Monday, February 09, 2009

Long days, longer nights....

SFC McG and I had a mission recently, to an area once referred-to as "The Triangle of Death." Many of my friends who were ROTC Cadets in the midwest have served there over the years.

The area is *much* quieter these days, thanks in large measure to their courageous and honorable service there.

The air assets being what they are these days, we were scheduled to leave the office about 1530, and not scheduled to return until 0115 -- if we were lucky.

We weren't.

We showed up at the Landing Zone (LZ) at 2345, awaiting our pickup for the return flight, and felt heartened when the young Specialist (E-4) from the Tactical Operations Center (TOC) at that post showed up a few minutes later to tell us he'd just spoken with the people in the know, who'd told him that everything was on time, or perhaps even a few minutes early.


It was actually a very beautiful evening. It's gotten warm enough now that frogs can be heard singing at night, if the dogs aren't barking too loudly. With all the animal vocalizations going on under the bright full moon, I was reminded of being in the Amazon jungle the first night after landing in Iquitos, Peru and traveling an hour by skiff up a tributary of the Amazon River to our lodging for the night.

No mosquitoes, though!

The young Specialist was completely taken by the fact that he could see his shadow very clearly at midnight. Evidently, he'd never experienced -- or at least noticed -- that before. "I can't wait to call my wife and tell her I saw my shadow in the middle of the night out here!" he exclaimed several times.

The days are warming up, and probably because of the 'mackerel sky'-- lots of altocumulus or cirrocumulus clouds giving the impression of fish scales in the sky -- it was quite warm, all things considered, for that time of night.

At first.

There were lots of aircraft flying while we were out there at the LZ, waiting. And waiting. Two birds actually fly close by us, and appeared to be circling on approach (about 0145), but then abruptly flew away.

Finally at 0345, by which time it was quite cold, we went to the TOC, where we were told that our air mission request had just been canceled. "There's a convoy headed in your general direction later this morning, but the "LT" (pronounced, "Ell Tee": lieutenant) isn't getting up until 0500. We'll try to get you on the manifest."

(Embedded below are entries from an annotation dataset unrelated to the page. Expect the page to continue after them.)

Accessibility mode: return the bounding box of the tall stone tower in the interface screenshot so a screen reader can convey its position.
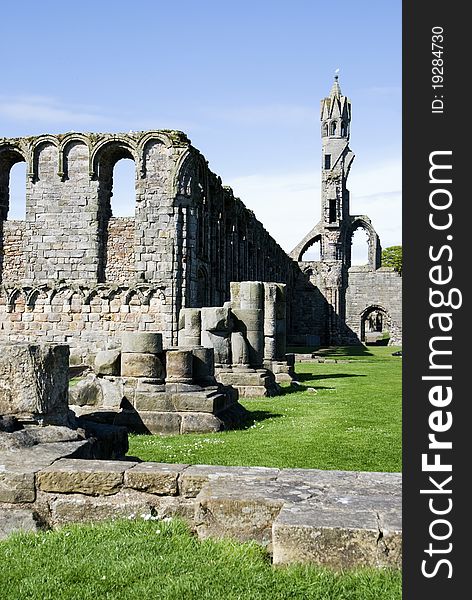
[320,75,354,248]
[320,75,354,340]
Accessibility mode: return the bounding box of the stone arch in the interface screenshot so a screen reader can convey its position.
[0,144,28,221]
[297,233,322,262]
[195,265,210,308]
[137,131,172,178]
[172,148,207,198]
[29,135,59,182]
[344,216,382,271]
[91,138,138,283]
[360,304,392,343]
[59,133,90,181]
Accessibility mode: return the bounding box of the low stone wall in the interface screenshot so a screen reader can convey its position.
[0,282,169,364]
[0,452,402,568]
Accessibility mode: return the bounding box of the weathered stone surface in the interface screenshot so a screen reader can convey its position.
[181,465,280,497]
[201,306,232,332]
[121,352,164,379]
[121,331,162,354]
[124,462,188,496]
[115,410,182,435]
[134,390,174,412]
[0,468,36,503]
[195,473,313,545]
[180,412,224,433]
[273,495,402,569]
[0,344,69,424]
[36,459,136,496]
[49,489,194,525]
[166,349,194,383]
[94,350,121,375]
[0,440,88,503]
[178,308,202,348]
[0,508,38,539]
[239,281,264,309]
[0,425,85,450]
[171,390,228,413]
[192,346,215,385]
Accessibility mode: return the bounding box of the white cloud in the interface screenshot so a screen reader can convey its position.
[203,104,315,126]
[0,96,107,125]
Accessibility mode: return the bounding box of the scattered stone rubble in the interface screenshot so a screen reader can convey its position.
[0,454,402,569]
[0,340,402,568]
[70,332,247,434]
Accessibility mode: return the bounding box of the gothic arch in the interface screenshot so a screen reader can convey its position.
[172,148,207,198]
[0,144,28,221]
[360,304,392,342]
[28,135,59,181]
[58,133,90,181]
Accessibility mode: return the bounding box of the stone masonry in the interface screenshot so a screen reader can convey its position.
[0,80,401,356]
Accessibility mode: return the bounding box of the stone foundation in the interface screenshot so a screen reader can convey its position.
[70,332,247,435]
[0,453,402,569]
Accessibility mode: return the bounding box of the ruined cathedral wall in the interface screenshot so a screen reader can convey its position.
[0,131,300,355]
[346,267,402,345]
[0,132,194,351]
[176,149,297,314]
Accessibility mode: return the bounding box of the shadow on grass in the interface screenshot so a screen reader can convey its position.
[287,344,373,358]
[296,373,367,381]
[226,409,283,431]
[315,344,373,358]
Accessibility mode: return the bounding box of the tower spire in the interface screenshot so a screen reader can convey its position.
[329,69,342,98]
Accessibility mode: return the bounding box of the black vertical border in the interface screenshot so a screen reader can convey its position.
[402,0,472,600]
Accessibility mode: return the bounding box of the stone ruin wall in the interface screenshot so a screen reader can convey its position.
[0,131,297,360]
[346,266,402,345]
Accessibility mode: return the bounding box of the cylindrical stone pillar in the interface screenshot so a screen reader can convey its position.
[192,346,215,385]
[240,281,264,309]
[233,308,264,369]
[178,308,202,347]
[121,331,162,354]
[166,349,193,383]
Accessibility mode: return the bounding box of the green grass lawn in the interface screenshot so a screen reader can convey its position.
[129,346,402,471]
[0,520,401,600]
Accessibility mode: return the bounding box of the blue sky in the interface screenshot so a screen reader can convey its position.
[0,0,401,262]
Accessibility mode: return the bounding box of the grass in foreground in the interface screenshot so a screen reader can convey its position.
[0,520,401,600]
[129,346,401,471]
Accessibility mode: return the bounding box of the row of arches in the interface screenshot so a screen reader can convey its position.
[321,119,349,137]
[4,157,136,221]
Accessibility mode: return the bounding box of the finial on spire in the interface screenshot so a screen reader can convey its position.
[329,69,342,98]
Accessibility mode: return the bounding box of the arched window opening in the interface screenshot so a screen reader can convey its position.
[351,228,369,265]
[97,143,136,282]
[328,200,338,223]
[196,268,209,308]
[361,306,390,346]
[111,158,136,217]
[8,162,26,221]
[300,238,321,262]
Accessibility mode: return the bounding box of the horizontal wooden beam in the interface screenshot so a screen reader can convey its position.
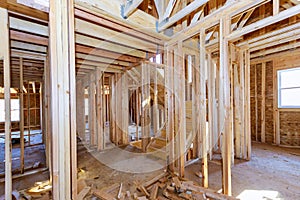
[75,8,164,46]
[10,30,48,46]
[75,44,140,63]
[249,30,300,52]
[75,34,147,58]
[75,19,162,53]
[237,23,300,47]
[227,5,300,40]
[157,0,208,32]
[250,42,300,59]
[10,40,47,53]
[121,0,143,19]
[166,0,258,46]
[76,53,131,67]
[9,17,49,37]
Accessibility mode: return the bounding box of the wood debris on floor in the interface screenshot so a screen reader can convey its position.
[91,172,236,200]
[19,180,52,200]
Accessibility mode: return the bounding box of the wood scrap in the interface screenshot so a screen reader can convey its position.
[150,184,158,200]
[77,179,87,191]
[126,190,131,199]
[178,192,192,200]
[182,182,237,200]
[118,183,123,199]
[77,186,91,200]
[137,196,148,200]
[195,171,203,178]
[143,172,168,188]
[172,176,181,191]
[93,190,116,200]
[140,186,150,197]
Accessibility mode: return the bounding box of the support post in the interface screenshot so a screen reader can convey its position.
[199,29,208,188]
[174,41,186,177]
[0,8,12,200]
[49,0,77,199]
[261,62,266,143]
[165,47,175,172]
[220,16,232,196]
[142,63,150,152]
[19,58,24,174]
[96,69,104,151]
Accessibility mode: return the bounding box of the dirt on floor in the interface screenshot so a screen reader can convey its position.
[78,143,300,200]
[0,143,300,200]
[186,143,300,200]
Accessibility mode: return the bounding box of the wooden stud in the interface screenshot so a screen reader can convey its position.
[49,0,77,199]
[245,49,251,160]
[207,52,217,160]
[19,58,24,174]
[220,16,232,196]
[174,41,186,177]
[273,0,280,15]
[141,63,150,152]
[151,67,159,137]
[121,73,129,144]
[135,88,140,141]
[261,62,266,143]
[96,69,104,151]
[199,29,208,188]
[0,8,12,200]
[165,47,175,172]
[89,73,97,146]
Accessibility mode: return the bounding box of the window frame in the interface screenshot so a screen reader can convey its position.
[276,67,300,109]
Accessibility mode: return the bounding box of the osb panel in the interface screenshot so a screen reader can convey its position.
[279,111,300,146]
[265,62,274,143]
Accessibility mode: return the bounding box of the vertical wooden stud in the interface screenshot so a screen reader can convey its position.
[0,8,12,200]
[49,0,77,199]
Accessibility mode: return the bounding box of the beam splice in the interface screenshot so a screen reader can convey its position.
[157,0,208,32]
[0,8,12,200]
[121,0,143,19]
[163,0,177,19]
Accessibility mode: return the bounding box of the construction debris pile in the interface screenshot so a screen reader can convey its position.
[90,172,236,200]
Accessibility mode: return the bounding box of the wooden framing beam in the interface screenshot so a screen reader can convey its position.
[237,23,300,47]
[220,16,232,196]
[157,0,208,32]
[174,41,186,177]
[163,0,177,19]
[0,8,12,200]
[227,5,300,41]
[48,0,77,199]
[154,0,165,19]
[96,69,104,151]
[121,0,143,19]
[199,29,208,188]
[261,62,266,143]
[238,8,255,29]
[89,74,97,146]
[273,0,280,16]
[166,0,262,45]
[19,58,25,174]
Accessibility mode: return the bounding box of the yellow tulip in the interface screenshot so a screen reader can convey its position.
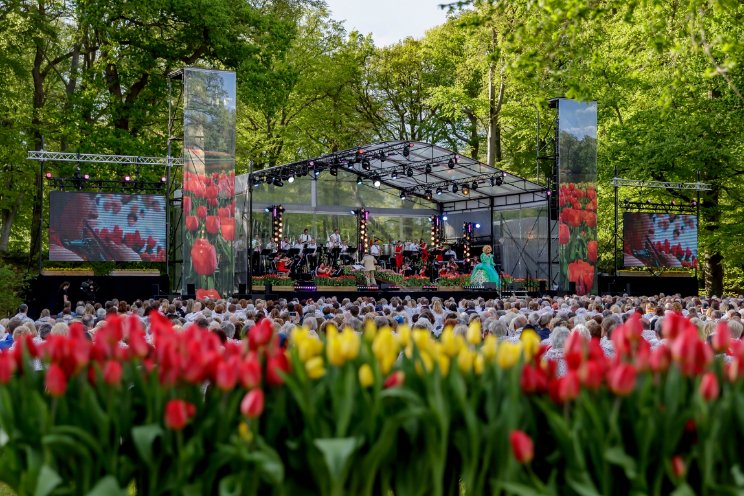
[326,335,346,367]
[437,353,451,377]
[296,335,323,362]
[359,363,375,388]
[473,353,486,375]
[338,329,361,360]
[496,341,522,369]
[372,329,400,374]
[481,334,499,362]
[457,348,475,374]
[467,319,482,345]
[519,329,540,360]
[305,357,325,379]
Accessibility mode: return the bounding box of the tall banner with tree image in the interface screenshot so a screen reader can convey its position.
[558,98,597,295]
[182,68,236,297]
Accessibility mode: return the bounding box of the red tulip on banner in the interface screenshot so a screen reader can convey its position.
[586,240,597,263]
[185,215,199,232]
[204,215,220,234]
[191,238,217,276]
[220,217,235,241]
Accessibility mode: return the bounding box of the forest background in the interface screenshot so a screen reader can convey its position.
[0,0,744,308]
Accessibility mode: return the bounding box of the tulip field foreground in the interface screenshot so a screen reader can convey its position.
[0,313,744,496]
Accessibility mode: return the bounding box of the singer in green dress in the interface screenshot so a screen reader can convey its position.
[470,245,499,286]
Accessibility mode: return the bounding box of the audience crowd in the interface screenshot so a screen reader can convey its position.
[0,294,744,374]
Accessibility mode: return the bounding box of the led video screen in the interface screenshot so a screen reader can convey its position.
[623,212,698,268]
[49,191,166,262]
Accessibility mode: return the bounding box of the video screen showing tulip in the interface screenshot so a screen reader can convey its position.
[623,212,698,269]
[49,191,166,262]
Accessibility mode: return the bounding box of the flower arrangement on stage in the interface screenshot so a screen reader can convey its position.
[558,183,597,295]
[182,167,235,294]
[436,274,470,287]
[0,312,744,495]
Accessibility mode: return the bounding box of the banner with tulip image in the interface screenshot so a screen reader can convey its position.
[558,99,597,295]
[182,68,236,296]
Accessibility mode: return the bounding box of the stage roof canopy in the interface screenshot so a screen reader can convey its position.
[246,141,547,211]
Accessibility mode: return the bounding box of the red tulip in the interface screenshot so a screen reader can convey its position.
[266,351,289,386]
[586,240,597,263]
[220,217,235,241]
[240,389,264,418]
[509,431,535,464]
[165,400,196,431]
[607,363,636,396]
[0,351,16,384]
[248,319,274,350]
[519,364,548,394]
[103,360,122,386]
[215,360,239,391]
[238,352,261,389]
[44,363,67,396]
[383,370,406,389]
[711,320,731,353]
[700,372,721,401]
[191,238,217,276]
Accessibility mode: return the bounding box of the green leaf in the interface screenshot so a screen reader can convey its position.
[132,424,163,465]
[34,465,62,496]
[220,475,242,496]
[88,475,127,496]
[604,446,637,480]
[315,437,362,483]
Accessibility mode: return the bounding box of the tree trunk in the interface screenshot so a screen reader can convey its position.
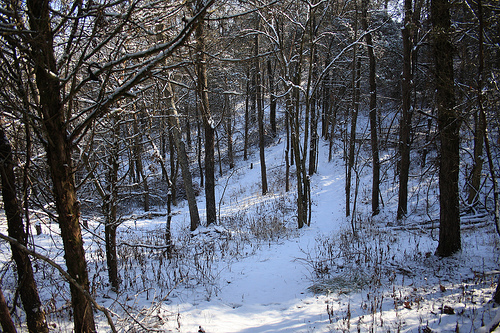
[431,0,461,257]
[0,128,49,333]
[169,131,179,206]
[254,16,267,195]
[195,17,217,225]
[397,0,413,220]
[27,0,95,333]
[243,69,251,161]
[467,0,486,205]
[224,79,234,169]
[309,22,319,176]
[103,119,120,292]
[267,58,277,137]
[167,83,200,231]
[0,286,16,333]
[348,0,361,217]
[361,0,380,215]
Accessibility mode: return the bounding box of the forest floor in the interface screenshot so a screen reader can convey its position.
[0,134,500,333]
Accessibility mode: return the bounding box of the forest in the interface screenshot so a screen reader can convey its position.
[0,0,500,333]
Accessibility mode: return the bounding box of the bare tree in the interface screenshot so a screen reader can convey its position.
[0,127,49,332]
[431,0,461,257]
[361,0,380,215]
[0,0,213,333]
[397,0,413,220]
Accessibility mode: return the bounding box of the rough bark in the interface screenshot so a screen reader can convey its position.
[0,128,49,333]
[431,0,461,257]
[0,286,17,333]
[195,17,217,225]
[361,0,380,215]
[167,83,200,231]
[254,18,267,195]
[27,0,95,326]
[467,0,486,205]
[397,0,413,220]
[103,121,120,291]
[267,59,277,137]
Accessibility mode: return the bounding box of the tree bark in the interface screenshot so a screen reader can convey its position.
[361,0,380,215]
[27,0,95,333]
[267,58,277,137]
[0,286,17,333]
[0,128,49,333]
[254,16,267,195]
[397,0,413,220]
[195,16,217,225]
[467,0,486,205]
[103,118,120,291]
[431,0,461,257]
[167,83,200,231]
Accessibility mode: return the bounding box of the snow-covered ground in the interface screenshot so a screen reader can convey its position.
[1,132,499,333]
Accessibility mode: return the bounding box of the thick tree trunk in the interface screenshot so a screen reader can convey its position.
[167,83,200,231]
[103,119,120,291]
[243,69,251,161]
[267,58,277,137]
[361,0,380,215]
[345,55,361,216]
[431,0,461,257]
[0,128,49,333]
[348,0,361,217]
[0,286,16,333]
[254,22,267,195]
[195,18,217,225]
[27,0,95,333]
[397,0,413,220]
[467,0,486,205]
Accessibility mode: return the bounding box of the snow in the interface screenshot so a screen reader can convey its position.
[0,130,499,333]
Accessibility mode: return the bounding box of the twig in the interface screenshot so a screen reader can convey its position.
[0,233,117,333]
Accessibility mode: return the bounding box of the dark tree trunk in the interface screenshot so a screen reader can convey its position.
[0,286,16,333]
[224,80,234,169]
[267,58,277,137]
[361,0,380,215]
[467,0,486,205]
[254,17,267,195]
[243,69,251,161]
[167,83,200,231]
[27,0,95,333]
[103,118,120,291]
[195,15,217,225]
[169,131,178,206]
[0,128,49,333]
[431,0,461,257]
[348,0,361,216]
[397,0,413,220]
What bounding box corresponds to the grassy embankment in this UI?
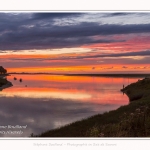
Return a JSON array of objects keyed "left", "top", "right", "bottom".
[{"left": 32, "top": 79, "right": 150, "bottom": 137}]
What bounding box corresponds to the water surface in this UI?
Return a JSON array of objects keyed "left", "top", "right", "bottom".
[{"left": 0, "top": 75, "right": 141, "bottom": 137}]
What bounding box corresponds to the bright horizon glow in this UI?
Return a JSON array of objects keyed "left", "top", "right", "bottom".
[{"left": 0, "top": 12, "right": 150, "bottom": 74}]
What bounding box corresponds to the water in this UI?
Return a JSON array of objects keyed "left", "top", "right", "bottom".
[{"left": 0, "top": 75, "right": 139, "bottom": 137}]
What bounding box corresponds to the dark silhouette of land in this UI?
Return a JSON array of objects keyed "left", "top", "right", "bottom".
[{"left": 9, "top": 72, "right": 150, "bottom": 77}]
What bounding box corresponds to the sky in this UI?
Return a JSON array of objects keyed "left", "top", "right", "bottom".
[{"left": 0, "top": 11, "right": 150, "bottom": 74}]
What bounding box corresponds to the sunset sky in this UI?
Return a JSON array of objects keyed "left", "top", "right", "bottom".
[{"left": 0, "top": 12, "right": 150, "bottom": 74}]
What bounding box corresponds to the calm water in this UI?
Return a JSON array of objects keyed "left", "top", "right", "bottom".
[{"left": 0, "top": 75, "right": 142, "bottom": 137}]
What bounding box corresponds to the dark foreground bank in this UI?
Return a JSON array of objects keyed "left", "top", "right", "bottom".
[{"left": 31, "top": 78, "right": 150, "bottom": 137}]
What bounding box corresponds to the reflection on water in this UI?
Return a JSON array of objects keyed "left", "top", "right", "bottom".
[{"left": 0, "top": 75, "right": 142, "bottom": 137}]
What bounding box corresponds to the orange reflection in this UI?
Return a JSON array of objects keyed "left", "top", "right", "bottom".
[{"left": 0, "top": 75, "right": 137, "bottom": 105}]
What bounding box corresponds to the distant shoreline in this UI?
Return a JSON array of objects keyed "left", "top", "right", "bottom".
[{"left": 9, "top": 73, "right": 150, "bottom": 77}]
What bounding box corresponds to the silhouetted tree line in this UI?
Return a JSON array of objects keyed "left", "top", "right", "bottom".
[{"left": 0, "top": 66, "right": 7, "bottom": 74}]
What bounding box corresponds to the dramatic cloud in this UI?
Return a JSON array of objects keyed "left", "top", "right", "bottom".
[{"left": 0, "top": 13, "right": 150, "bottom": 50}]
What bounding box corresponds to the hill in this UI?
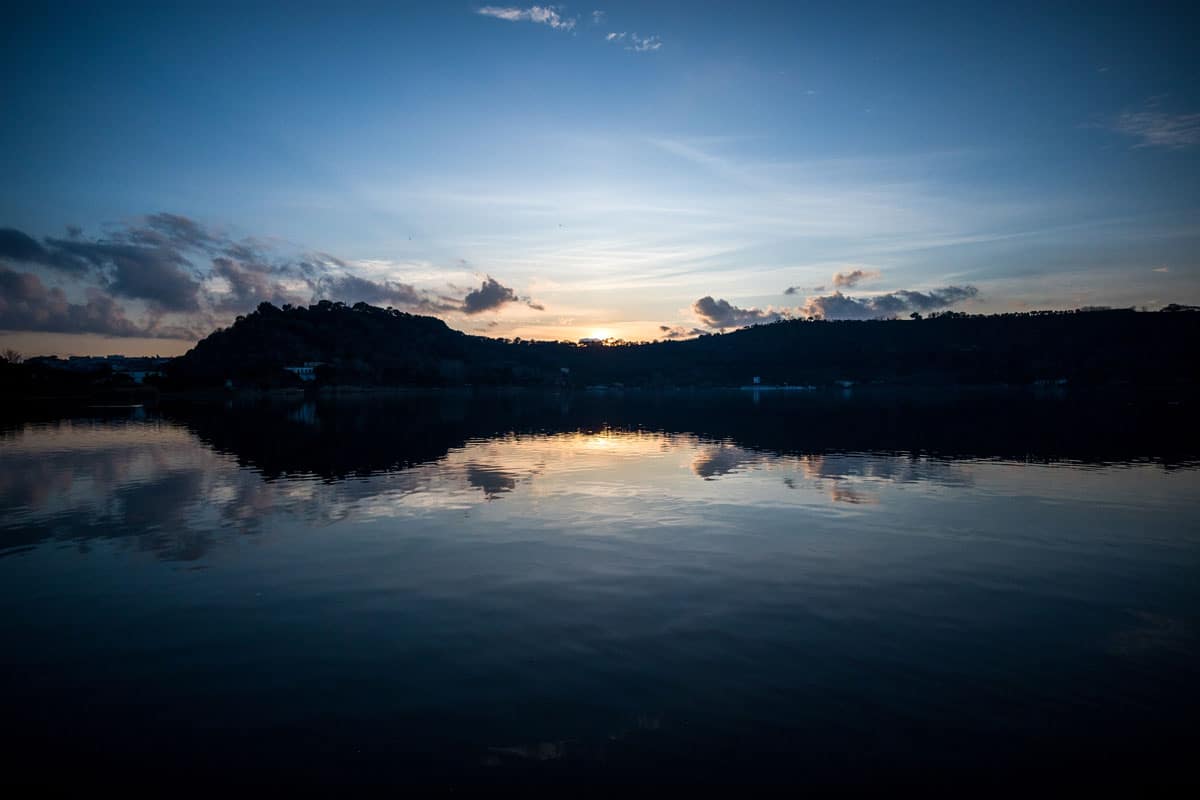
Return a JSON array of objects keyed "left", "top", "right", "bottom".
[{"left": 157, "top": 301, "right": 1200, "bottom": 389}]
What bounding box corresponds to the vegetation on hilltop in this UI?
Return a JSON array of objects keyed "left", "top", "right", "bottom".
[{"left": 154, "top": 301, "right": 1200, "bottom": 389}]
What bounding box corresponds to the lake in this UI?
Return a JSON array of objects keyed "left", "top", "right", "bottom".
[{"left": 0, "top": 391, "right": 1200, "bottom": 787}]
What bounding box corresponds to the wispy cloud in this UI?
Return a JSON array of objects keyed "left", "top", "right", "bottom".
[
  {"left": 1112, "top": 110, "right": 1200, "bottom": 150},
  {"left": 833, "top": 270, "right": 880, "bottom": 288},
  {"left": 605, "top": 31, "right": 662, "bottom": 53},
  {"left": 691, "top": 295, "right": 784, "bottom": 330},
  {"left": 625, "top": 34, "right": 662, "bottom": 53},
  {"left": 476, "top": 6, "right": 576, "bottom": 30},
  {"left": 799, "top": 285, "right": 979, "bottom": 319}
]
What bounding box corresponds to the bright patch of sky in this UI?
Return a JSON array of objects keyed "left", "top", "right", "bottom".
[{"left": 0, "top": 2, "right": 1200, "bottom": 353}]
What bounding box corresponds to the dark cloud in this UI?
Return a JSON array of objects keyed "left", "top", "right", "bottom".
[
  {"left": 0, "top": 212, "right": 535, "bottom": 336},
  {"left": 835, "top": 270, "right": 880, "bottom": 291},
  {"left": 462, "top": 276, "right": 520, "bottom": 314},
  {"left": 313, "top": 275, "right": 458, "bottom": 313},
  {"left": 0, "top": 266, "right": 179, "bottom": 338},
  {"left": 659, "top": 325, "right": 708, "bottom": 339},
  {"left": 691, "top": 296, "right": 782, "bottom": 329},
  {"left": 46, "top": 239, "right": 200, "bottom": 311},
  {"left": 800, "top": 285, "right": 979, "bottom": 319},
  {"left": 0, "top": 228, "right": 89, "bottom": 273},
  {"left": 212, "top": 257, "right": 307, "bottom": 311}
]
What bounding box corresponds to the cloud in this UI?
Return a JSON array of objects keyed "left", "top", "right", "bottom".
[
  {"left": 0, "top": 212, "right": 535, "bottom": 338},
  {"left": 312, "top": 275, "right": 460, "bottom": 313},
  {"left": 659, "top": 325, "right": 708, "bottom": 339},
  {"left": 799, "top": 285, "right": 979, "bottom": 319},
  {"left": 0, "top": 228, "right": 90, "bottom": 273},
  {"left": 212, "top": 257, "right": 306, "bottom": 311},
  {"left": 625, "top": 34, "right": 662, "bottom": 53},
  {"left": 835, "top": 270, "right": 880, "bottom": 291},
  {"left": 1112, "top": 110, "right": 1200, "bottom": 150},
  {"left": 462, "top": 276, "right": 520, "bottom": 314},
  {"left": 478, "top": 6, "right": 576, "bottom": 30},
  {"left": 604, "top": 31, "right": 662, "bottom": 53},
  {"left": 0, "top": 266, "right": 180, "bottom": 338},
  {"left": 46, "top": 239, "right": 200, "bottom": 311},
  {"left": 691, "top": 296, "right": 782, "bottom": 330}
]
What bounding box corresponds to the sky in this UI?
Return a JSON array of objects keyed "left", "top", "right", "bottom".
[{"left": 0, "top": 0, "right": 1200, "bottom": 355}]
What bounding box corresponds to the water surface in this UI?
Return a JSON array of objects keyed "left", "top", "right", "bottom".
[{"left": 0, "top": 392, "right": 1200, "bottom": 784}]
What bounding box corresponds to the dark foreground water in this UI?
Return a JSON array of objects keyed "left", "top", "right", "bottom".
[{"left": 0, "top": 392, "right": 1200, "bottom": 788}]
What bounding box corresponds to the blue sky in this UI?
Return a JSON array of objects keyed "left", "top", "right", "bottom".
[{"left": 0, "top": 0, "right": 1200, "bottom": 353}]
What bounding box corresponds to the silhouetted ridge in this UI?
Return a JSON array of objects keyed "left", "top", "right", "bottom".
[{"left": 168, "top": 301, "right": 1200, "bottom": 389}]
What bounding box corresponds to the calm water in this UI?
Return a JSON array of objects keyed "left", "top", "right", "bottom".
[{"left": 0, "top": 393, "right": 1200, "bottom": 784}]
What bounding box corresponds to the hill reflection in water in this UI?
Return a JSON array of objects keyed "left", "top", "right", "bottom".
[{"left": 0, "top": 392, "right": 1200, "bottom": 784}]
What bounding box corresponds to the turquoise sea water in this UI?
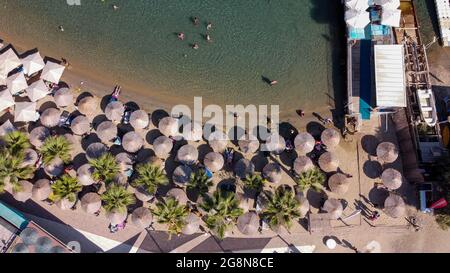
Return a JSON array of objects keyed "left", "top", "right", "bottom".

SFC McG and I hung around the TOC for about an hour. There was an incident reported to those folks that needed attention, and I found it fascinating watching their response. We eventually went over to the MWR tent (most of the Soldiers live in mult-person tents there, and other services are located in tents, such as the "Morale, Welfare, Recreation" facilities), where we stretched out on sofas for about an hour.

The volume on the TV in that room was set to "grade-school-fire-alarm" level, and the air conditioner was set to "Arctic" (it's still winter here, and while it was relatively warm for what's been typical of the last couple of weeks, it was not warmer than 45 degrees Fahrenheit, so I wasn't sure what need there was for the air conditioner to be running in the first place); I didn't sleep. I just laid there, shivering.

I'd set my Palm Pilot alarm for 0600, but didn't need it. We showed up for the convoy brief, got assigned to a truck, finally found which of the many vehicles we were to ride in, and set out on our way home. We bounced our way back to the general vicinity of where we wanted to go, and I then found a phone to call the office to ask for a pickup from where we were.

We finally made it back to the office just before 1000 hours. Considering we'd left at 1530, the mission lasted a cool 18+ hours.

I know people *say* that my Masses feel as though they last that long....

I'm hoping to get some sleep, finally, but The Snorer next door is at it again. What's up with *that*?